Last show you binge-watched?
I’ve been rewatching and catching up on Succession in anticipation of season three starting this fall.

What’s your guilty pleasure?
A slice of vanilla cake is something I never feel guilty about. However, I do try to limit eating it to the random days of celebrating life or whenever I have a little victory career-wise.

The secret to hosting a good party?
Tasty food is of the utmost importance as well as creating a space that has great ambience, set with mood lighting, music, and good company. It all makes for a good party and a wonderful experience.

What is a trend you like right now?
I’m still not over the checkerboard trend, and I especially love a monochromatic version of it.

One you don’t understand?
Low-rise jeans.
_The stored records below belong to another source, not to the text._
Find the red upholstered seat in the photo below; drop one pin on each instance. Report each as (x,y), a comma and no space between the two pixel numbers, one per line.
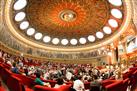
(52,82)
(87,85)
(1,88)
(116,86)
(125,84)
(14,84)
(26,80)
(107,82)
(42,88)
(5,74)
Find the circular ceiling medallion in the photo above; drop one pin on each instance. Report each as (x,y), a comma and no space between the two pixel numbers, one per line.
(68,22)
(68,15)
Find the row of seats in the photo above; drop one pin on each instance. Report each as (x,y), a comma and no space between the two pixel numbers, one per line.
(17,82)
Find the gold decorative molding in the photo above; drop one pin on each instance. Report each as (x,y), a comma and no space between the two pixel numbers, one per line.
(69,49)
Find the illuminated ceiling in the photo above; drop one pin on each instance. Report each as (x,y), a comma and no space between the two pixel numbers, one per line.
(67,24)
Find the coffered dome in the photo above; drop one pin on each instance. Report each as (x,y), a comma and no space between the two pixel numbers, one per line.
(68,23)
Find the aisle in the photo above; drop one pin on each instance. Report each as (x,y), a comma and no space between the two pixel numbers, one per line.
(4,87)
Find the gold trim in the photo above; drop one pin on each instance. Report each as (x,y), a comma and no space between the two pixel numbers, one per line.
(74,49)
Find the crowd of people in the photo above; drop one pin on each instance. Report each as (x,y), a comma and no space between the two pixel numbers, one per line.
(78,74)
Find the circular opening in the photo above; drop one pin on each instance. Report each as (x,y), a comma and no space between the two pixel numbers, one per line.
(113,23)
(68,15)
(46,39)
(116,13)
(64,42)
(115,3)
(20,16)
(20,4)
(73,41)
(99,35)
(91,38)
(38,36)
(107,30)
(24,25)
(30,31)
(55,41)
(82,40)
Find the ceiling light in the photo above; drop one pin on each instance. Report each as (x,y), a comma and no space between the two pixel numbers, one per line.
(99,35)
(20,4)
(64,41)
(30,31)
(115,3)
(20,16)
(91,38)
(116,13)
(55,41)
(46,39)
(24,25)
(73,41)
(38,36)
(107,30)
(82,40)
(113,23)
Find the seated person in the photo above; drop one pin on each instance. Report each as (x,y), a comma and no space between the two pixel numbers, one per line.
(39,81)
(15,69)
(78,84)
(59,83)
(96,84)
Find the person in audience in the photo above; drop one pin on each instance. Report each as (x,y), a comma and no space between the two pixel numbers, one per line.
(38,80)
(15,69)
(95,84)
(59,83)
(78,84)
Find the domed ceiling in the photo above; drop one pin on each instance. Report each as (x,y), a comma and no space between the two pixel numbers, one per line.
(68,23)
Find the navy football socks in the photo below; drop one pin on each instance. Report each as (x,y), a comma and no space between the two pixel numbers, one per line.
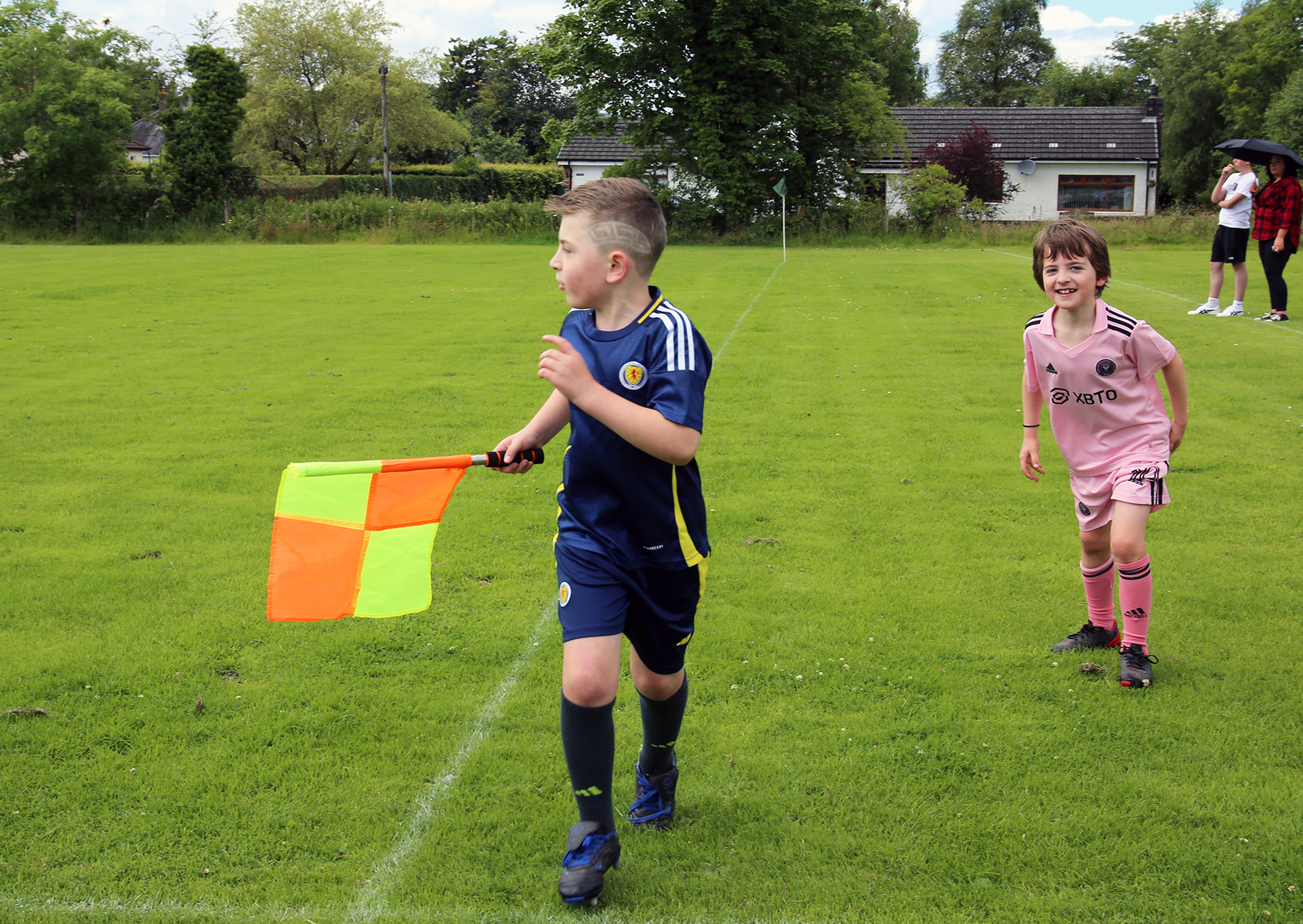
(588,736)
(661,724)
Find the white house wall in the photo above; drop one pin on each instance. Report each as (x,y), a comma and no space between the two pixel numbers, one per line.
(1038,196)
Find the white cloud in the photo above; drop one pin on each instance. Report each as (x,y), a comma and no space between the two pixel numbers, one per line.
(1063,20)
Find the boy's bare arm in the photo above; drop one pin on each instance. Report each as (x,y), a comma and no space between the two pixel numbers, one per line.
(546,424)
(1029,456)
(1174,374)
(645,428)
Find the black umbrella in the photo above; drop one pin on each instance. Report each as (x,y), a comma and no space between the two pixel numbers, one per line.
(1256,152)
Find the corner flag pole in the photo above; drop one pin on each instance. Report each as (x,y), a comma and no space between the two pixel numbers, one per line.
(781,188)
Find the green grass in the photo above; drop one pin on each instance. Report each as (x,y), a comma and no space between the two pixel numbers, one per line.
(870,533)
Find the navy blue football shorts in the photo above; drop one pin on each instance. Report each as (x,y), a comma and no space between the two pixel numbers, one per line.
(654,608)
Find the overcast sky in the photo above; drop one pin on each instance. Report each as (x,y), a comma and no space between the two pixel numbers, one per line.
(1079,32)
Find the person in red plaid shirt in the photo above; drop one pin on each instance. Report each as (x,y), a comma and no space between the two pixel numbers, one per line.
(1277,211)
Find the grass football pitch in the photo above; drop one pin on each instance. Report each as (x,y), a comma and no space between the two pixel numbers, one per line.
(877,729)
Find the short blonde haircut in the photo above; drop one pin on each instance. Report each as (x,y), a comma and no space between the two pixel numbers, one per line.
(1069,238)
(619,201)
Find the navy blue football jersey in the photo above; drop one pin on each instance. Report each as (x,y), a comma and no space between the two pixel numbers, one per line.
(615,499)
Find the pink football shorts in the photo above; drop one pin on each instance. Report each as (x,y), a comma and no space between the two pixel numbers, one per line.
(1139,483)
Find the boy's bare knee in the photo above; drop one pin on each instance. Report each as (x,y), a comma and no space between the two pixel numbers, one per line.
(658,686)
(588,691)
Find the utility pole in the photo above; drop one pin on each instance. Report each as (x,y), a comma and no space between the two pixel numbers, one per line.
(385,132)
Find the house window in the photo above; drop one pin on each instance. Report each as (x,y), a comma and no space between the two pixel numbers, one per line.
(1096,193)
I can’t believe they’re making a comeback. I refuse to get behind that one.

What’s your favorite restaurant in New York?
Back when I used to live in Brooklyn, one of my favorite local spots was Colonia Verde in Fort Greene.

What’s the one thing you could eat every day for the rest of your life?
Homemade banana bread or zucchini bread.

Which shoes do you wear most often?
My most comfortable and worn sandals are my Birkenstocks and Avarcas Pons. They’ve both had a life on their own and will definitely be repurchased when the time comes.

What are three inanimate objects that bring you joy?
I love an item that’s practical and beautifully designed. Whether it’s a book that provides inspiration for my work, a pair of earrings to adorn myself with, or simply a flat file to help organize my life in the studio, each item adds joy to different areas of my life.